E tem razão a requerente.
Com efeito e por um lado, como resulta de fls. 164, foi a Fazenda Pública que interpôs recurso, por oposição de acórdãos, para o Pleno desta Secção do STA e não a Direcção-Geral do Património.
Por outro e como vimos supra, a interposição do presente recurso decorre da prolação do acórdão do TCA Sul o qual, não obstante ter decidido que mantinha a sentença do tribunal tributário da 1ª instância, julgou não provido o recurso que aquela Direcção-Geral do Património tinha interposto desta sentença e, em consequência, improcedente a impugnação judicial.
Estamos, assim, perante um “lapsus calami” da formação que prolatou o aresto na 2ª instância, em que o Exmº Relator escreveu coisa diversa da que queria escrever, divergindo do que queria dizer, já que não há qualquer dúvida quanto ao sentido da decisão.
Trata-se de um “lapsus” de que nem aquela formação, nem as partes se aperceberam, pelo que o mesmo não foi rectificado pela formação que o praticou, como prevê o predito artº 667º e que, por sua vez, acabou por se reflectir no aresto aqui em causa, já que, no citado ponto do relatório, o Exmº Relator mais não fez do que transcrever o que havia sido escrito naquele aresto.
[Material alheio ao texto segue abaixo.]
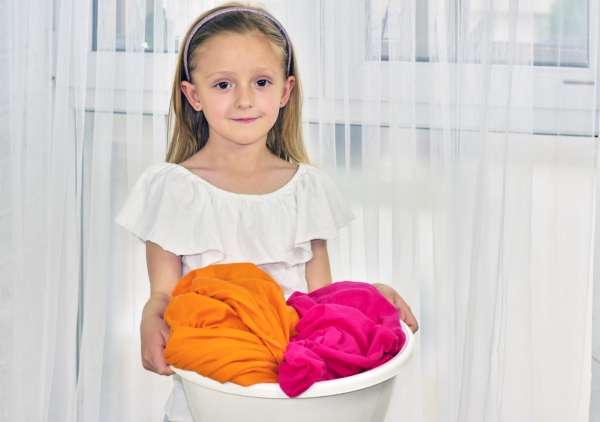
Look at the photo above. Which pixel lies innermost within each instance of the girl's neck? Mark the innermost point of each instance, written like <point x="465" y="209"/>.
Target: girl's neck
<point x="236" y="158"/>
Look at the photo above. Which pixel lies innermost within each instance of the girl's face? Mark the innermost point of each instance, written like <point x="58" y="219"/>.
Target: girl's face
<point x="239" y="85"/>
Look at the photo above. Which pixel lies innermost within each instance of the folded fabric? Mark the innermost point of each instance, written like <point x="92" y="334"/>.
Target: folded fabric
<point x="345" y="328"/>
<point x="229" y="322"/>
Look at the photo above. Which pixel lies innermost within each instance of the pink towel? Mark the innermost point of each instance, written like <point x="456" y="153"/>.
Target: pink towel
<point x="345" y="328"/>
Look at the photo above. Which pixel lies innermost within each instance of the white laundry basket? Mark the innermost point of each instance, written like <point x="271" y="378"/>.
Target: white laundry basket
<point x="359" y="398"/>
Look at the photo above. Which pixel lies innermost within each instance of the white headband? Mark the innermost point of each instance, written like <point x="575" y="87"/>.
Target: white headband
<point x="229" y="10"/>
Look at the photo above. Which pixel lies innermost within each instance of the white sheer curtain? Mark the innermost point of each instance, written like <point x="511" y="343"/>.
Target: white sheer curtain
<point x="461" y="131"/>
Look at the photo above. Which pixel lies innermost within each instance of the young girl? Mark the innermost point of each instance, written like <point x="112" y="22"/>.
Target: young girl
<point x="236" y="185"/>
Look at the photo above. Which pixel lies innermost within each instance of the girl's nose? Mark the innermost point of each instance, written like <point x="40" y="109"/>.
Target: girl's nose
<point x="245" y="97"/>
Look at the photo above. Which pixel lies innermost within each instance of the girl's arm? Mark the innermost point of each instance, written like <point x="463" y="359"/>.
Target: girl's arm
<point x="318" y="274"/>
<point x="164" y="271"/>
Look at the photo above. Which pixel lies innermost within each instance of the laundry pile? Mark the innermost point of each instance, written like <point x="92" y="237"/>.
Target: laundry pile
<point x="230" y="322"/>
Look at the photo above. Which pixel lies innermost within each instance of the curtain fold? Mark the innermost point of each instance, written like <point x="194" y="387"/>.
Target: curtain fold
<point x="463" y="134"/>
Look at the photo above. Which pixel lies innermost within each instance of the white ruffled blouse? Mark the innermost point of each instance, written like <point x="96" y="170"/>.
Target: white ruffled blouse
<point x="188" y="216"/>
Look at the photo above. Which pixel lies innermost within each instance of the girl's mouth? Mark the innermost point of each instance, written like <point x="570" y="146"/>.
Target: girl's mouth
<point x="246" y="119"/>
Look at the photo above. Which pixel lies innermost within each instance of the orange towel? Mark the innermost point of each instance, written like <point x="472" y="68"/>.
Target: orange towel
<point x="229" y="322"/>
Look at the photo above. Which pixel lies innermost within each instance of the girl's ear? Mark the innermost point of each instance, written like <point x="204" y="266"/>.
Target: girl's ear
<point x="189" y="90"/>
<point x="288" y="87"/>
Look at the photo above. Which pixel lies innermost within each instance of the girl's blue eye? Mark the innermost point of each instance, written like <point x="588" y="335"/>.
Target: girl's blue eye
<point x="222" y="85"/>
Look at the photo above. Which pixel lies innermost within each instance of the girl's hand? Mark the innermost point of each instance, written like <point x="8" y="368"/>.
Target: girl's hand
<point x="395" y="299"/>
<point x="154" y="334"/>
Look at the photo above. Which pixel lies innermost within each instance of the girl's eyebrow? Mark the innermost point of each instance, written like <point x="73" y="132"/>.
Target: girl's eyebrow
<point x="227" y="72"/>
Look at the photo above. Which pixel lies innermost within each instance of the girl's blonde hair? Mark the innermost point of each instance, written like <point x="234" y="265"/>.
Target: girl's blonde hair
<point x="188" y="129"/>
Afigura-se-nos, todavia, que, muito embora o referido artº 667º ponha o acento tónico na rectificação pelo Juiz que proferiu a sentença, por ser ele quem melhor pode apreciar a ocorrência do lapso contraditório - o que não aconteceu -, num caso como o presente, em que esse lapso acaba por se reflectir no aresto em apreço, quanto mais não seja, por razões de economia processual, justificar-se-á, apreciar, agora, oficiosamente o erro ocorrido e rectificá-lo, com a consequência que daí advém para o aresto rectificando.
3 – Por isso, impõe-se, assim, proceder à rectificação dos referidos erros materiais, que passa a ser feita nos seguintes termos:
- a)No acórdão do TCA Sul, onde consta “…nega-se provimento ao recurso mantendo-se a sentença recorrida e julgando-se improcedente a impugnação”, deverá passar a constar “…nega-se provimento ao recurso mantendo-se a sentença recorrida e julgando-se procedente a impugnação”.
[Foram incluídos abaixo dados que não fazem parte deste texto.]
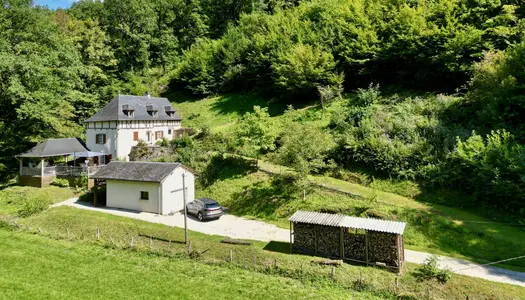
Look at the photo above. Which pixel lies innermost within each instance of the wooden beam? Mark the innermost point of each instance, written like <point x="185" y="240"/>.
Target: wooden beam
<point x="366" y="247"/>
<point x="291" y="241"/>
<point x="315" y="239"/>
<point x="341" y="242"/>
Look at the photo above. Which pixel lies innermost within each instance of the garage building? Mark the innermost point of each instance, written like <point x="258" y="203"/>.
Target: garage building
<point x="147" y="186"/>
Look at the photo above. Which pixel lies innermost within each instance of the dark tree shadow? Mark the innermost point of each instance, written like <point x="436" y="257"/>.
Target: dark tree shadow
<point x="280" y="247"/>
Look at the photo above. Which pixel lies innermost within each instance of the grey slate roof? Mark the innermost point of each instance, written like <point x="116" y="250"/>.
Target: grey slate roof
<point x="56" y="147"/>
<point x="113" y="111"/>
<point x="136" y="171"/>
<point x="309" y="217"/>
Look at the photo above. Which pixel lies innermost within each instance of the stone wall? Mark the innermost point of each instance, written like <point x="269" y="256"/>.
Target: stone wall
<point x="146" y="153"/>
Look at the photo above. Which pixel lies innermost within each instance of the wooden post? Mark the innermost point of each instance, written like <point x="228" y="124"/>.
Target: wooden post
<point x="185" y="209"/>
<point x="398" y="255"/>
<point x="95" y="187"/>
<point x="291" y="240"/>
<point x="341" y="242"/>
<point x="366" y="248"/>
<point x="315" y="240"/>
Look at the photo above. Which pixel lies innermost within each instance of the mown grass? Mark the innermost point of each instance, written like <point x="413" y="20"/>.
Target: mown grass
<point x="16" y="200"/>
<point x="435" y="228"/>
<point x="268" y="259"/>
<point x="431" y="228"/>
<point x="34" y="267"/>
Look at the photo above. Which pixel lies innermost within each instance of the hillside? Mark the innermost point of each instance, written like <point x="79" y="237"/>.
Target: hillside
<point x="453" y="230"/>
- b)No acórdão em causa, onde consta “A Direcção-Geral do Património recorre do acórdão de 6 de Fevereiro de 2007 do Tribunal Central Administrativo sul que manteve a sentença da 1ª instância que julgara improcedente a impugnação judicial por si deduzida contra a liquidação da taxa de conservação de esgotos efectuada pela Câmara Municipal de Lisboa”, deverá passar a constar “A Fazenda Pública recorre do acórdão de 6 de Fevereiro de 2007 do Tribunal Central Administrativo sul que manteve a sentença da 1ª instância que julgara procedente a impugnação judicial por si deduzida contra a liquidação da taxa de conservação de esgotos efectuada pela Câmara Municipal de Lisboa”.
4 – Face ao exposto, acorda-se em deferir a pretensão da requerente Fazenda Pública, rectificando-se os citados arestos nos precisos termos atrás expostos.
Sem custas.
Lisboa, 28 de Maio de 2008. – Francisco António Vasconcelos Pimenta do Vale (relator) – Jorge Lino Ribeiro Alves de Sousa – António Francisco de Almeida Calhau – António José Martins Miranda de Pacheco – Domingos Brandão de Pinho – Jorge Manuel Lopes de Sousa – Lúcio Alberto de Assunção Barbosa.